Они снова остановились, когда малышка присела на корточки, чтобы запустить кораблик в лужу побольше, которая тянулась вдоль дорожки.
Глядя на дочь, Энни негромко заметила:
– Сейчас она помнит Риса, но это продлится недолго. Скоро он станет для нее просто кем-то, известным лишь со слов матери, кем-то не более реальным, чем заяц и черепаха в подаренной тобою книге с баснями.

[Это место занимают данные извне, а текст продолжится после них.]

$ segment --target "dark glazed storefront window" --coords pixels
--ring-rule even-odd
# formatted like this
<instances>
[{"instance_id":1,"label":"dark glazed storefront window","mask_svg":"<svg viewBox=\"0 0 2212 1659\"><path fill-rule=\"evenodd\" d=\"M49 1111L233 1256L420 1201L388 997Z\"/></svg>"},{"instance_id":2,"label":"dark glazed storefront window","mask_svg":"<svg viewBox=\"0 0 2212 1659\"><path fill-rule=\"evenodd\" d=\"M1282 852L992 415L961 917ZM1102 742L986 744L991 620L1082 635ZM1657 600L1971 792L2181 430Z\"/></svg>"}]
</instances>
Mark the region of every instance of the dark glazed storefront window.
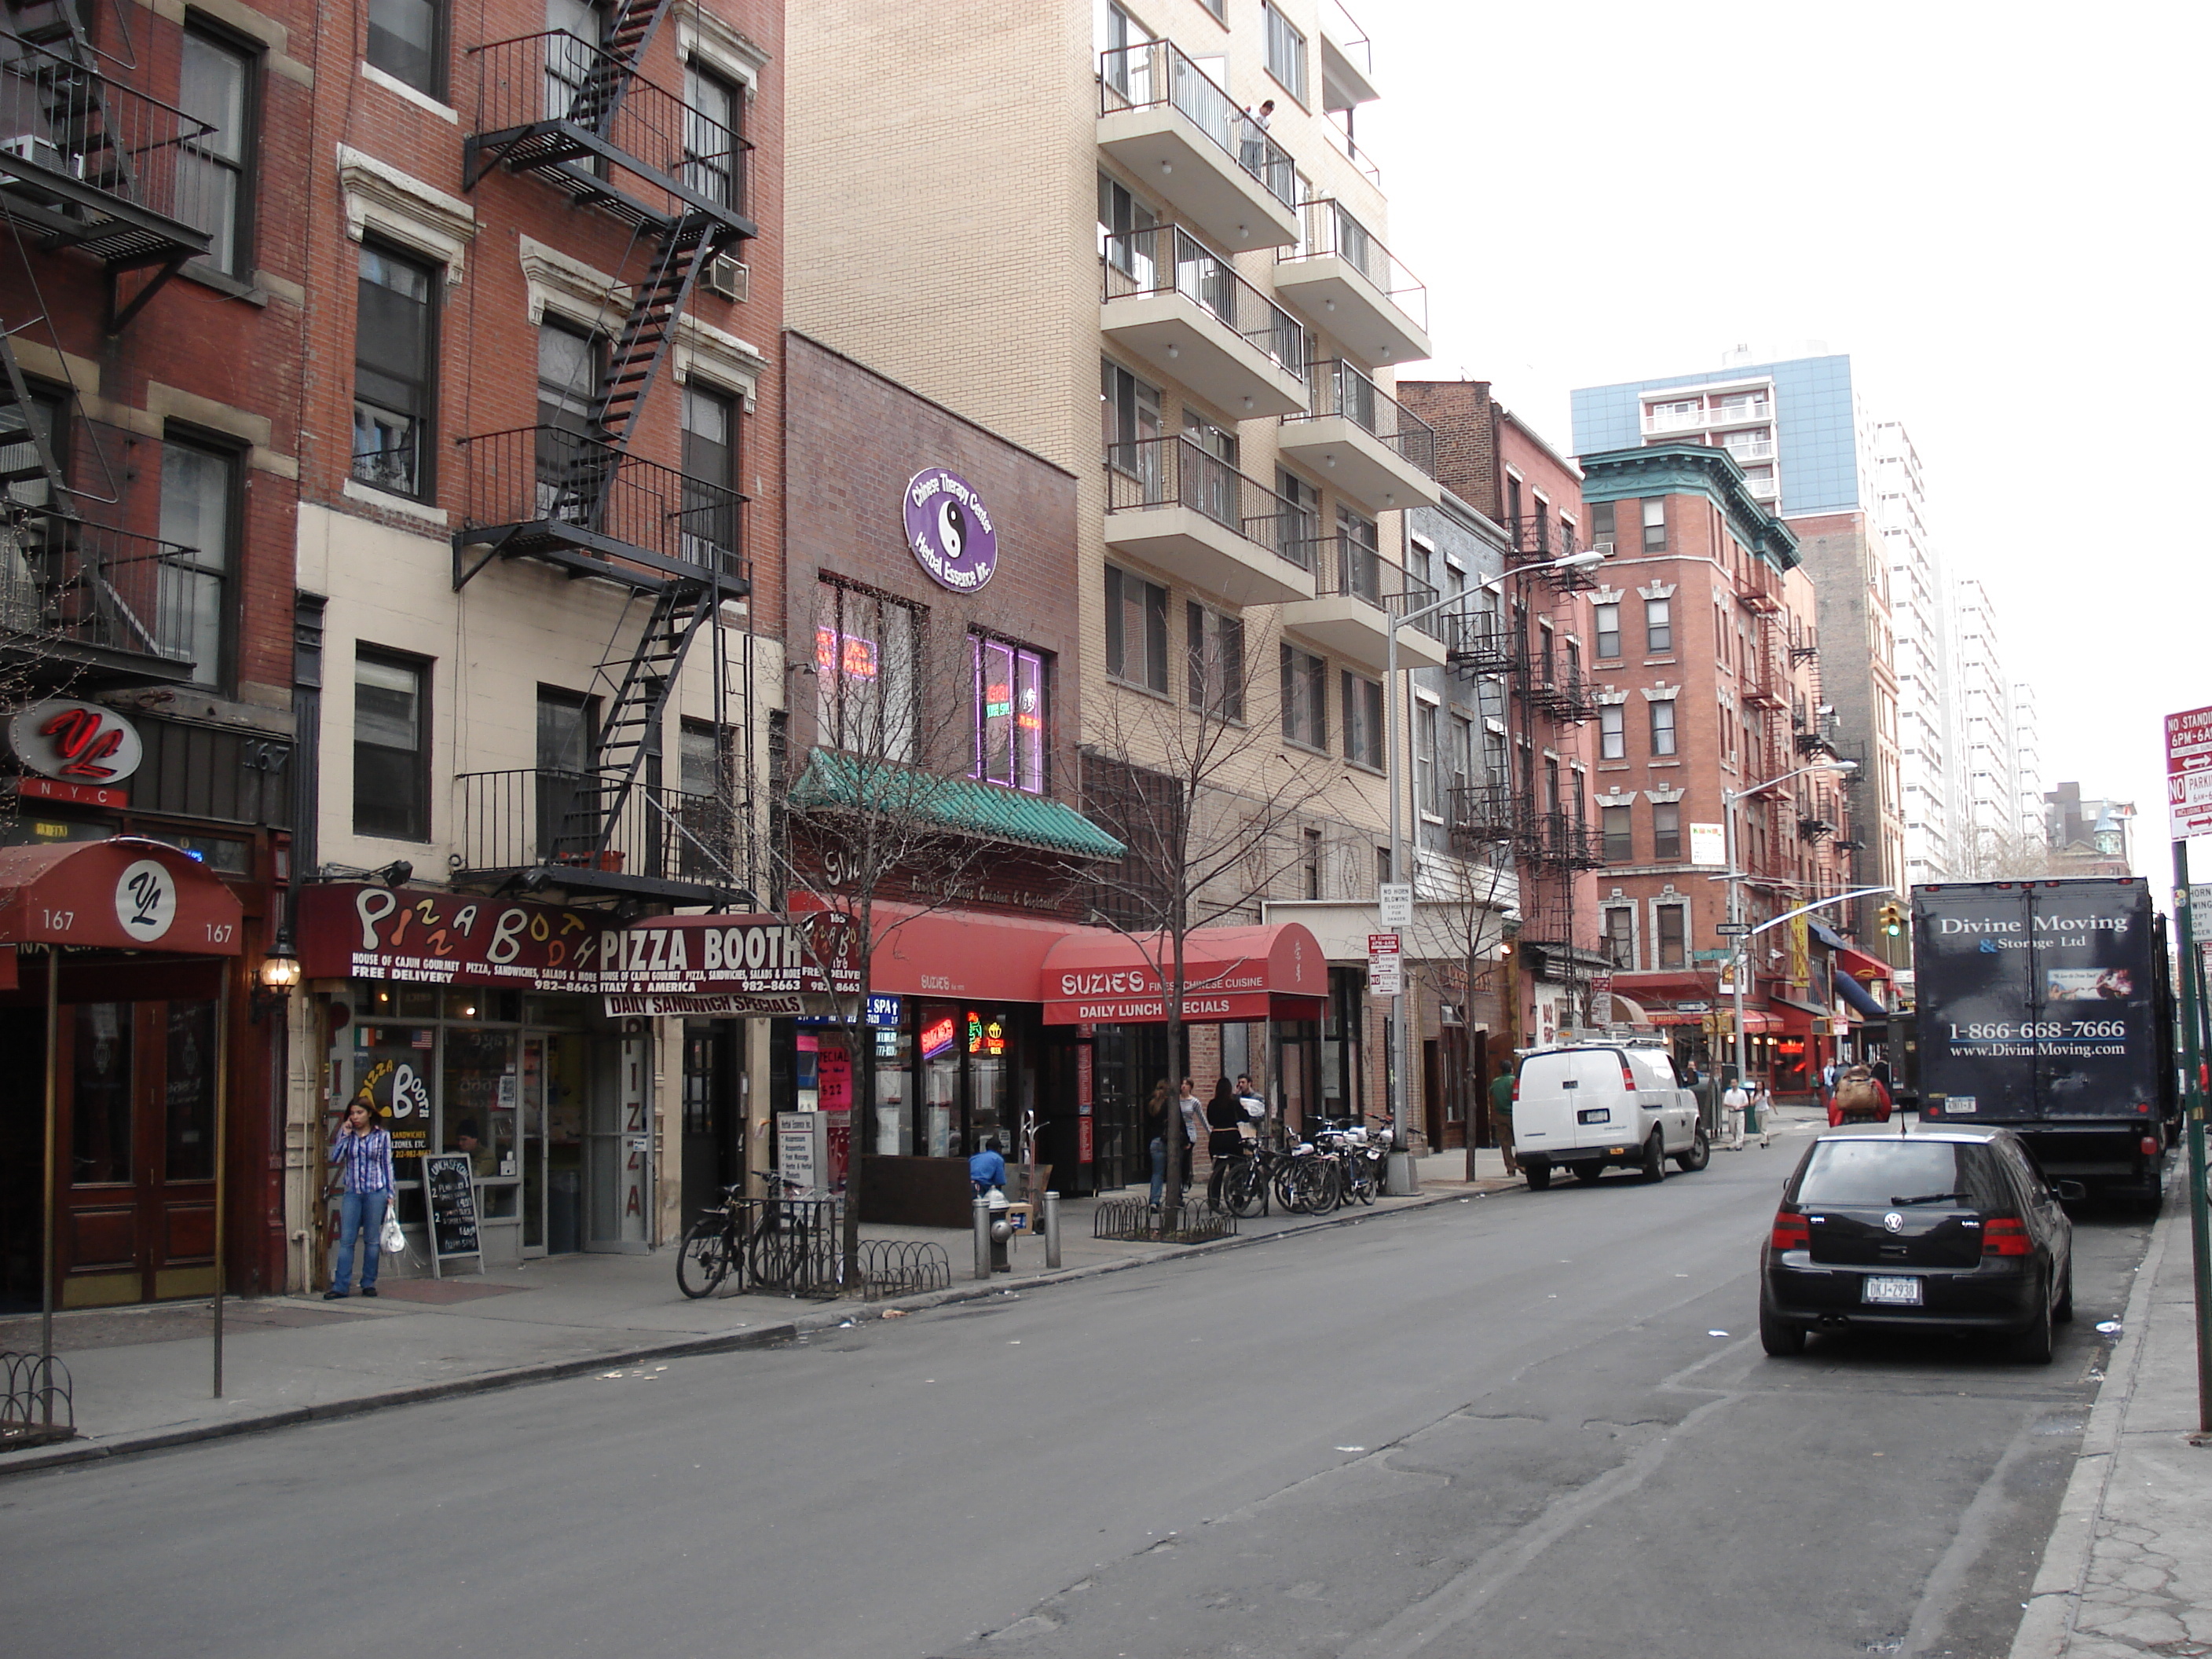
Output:
<instances>
[{"instance_id":1,"label":"dark glazed storefront window","mask_svg":"<svg viewBox=\"0 0 2212 1659\"><path fill-rule=\"evenodd\" d=\"M79 1187L131 1179L131 1015L127 1002L76 1007L76 1065L70 1180Z\"/></svg>"},{"instance_id":2,"label":"dark glazed storefront window","mask_svg":"<svg viewBox=\"0 0 2212 1659\"><path fill-rule=\"evenodd\" d=\"M171 1181L215 1178L215 1004L169 1005L167 1175Z\"/></svg>"}]
</instances>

– Но все же Эмма не забудет его – по крайней мере теплый отсвет его любви, пускай даже потому, что она вырастет, слушая твои рассказы о Рисе.
– Но она так и не узнает своего отца, равно как и он не порадуется ее взрослению. И когда думаешь об этом, становится невыносимо.
Себастьян хотел сказать: «Значит, не думай об этом. Возвращаясь к таким мыслям снова и снова, ты только усугубляешь боль». Но промолчал, поскольку понимал: человек, только что понесший тяжелейшую утрату, не может не думать о ней.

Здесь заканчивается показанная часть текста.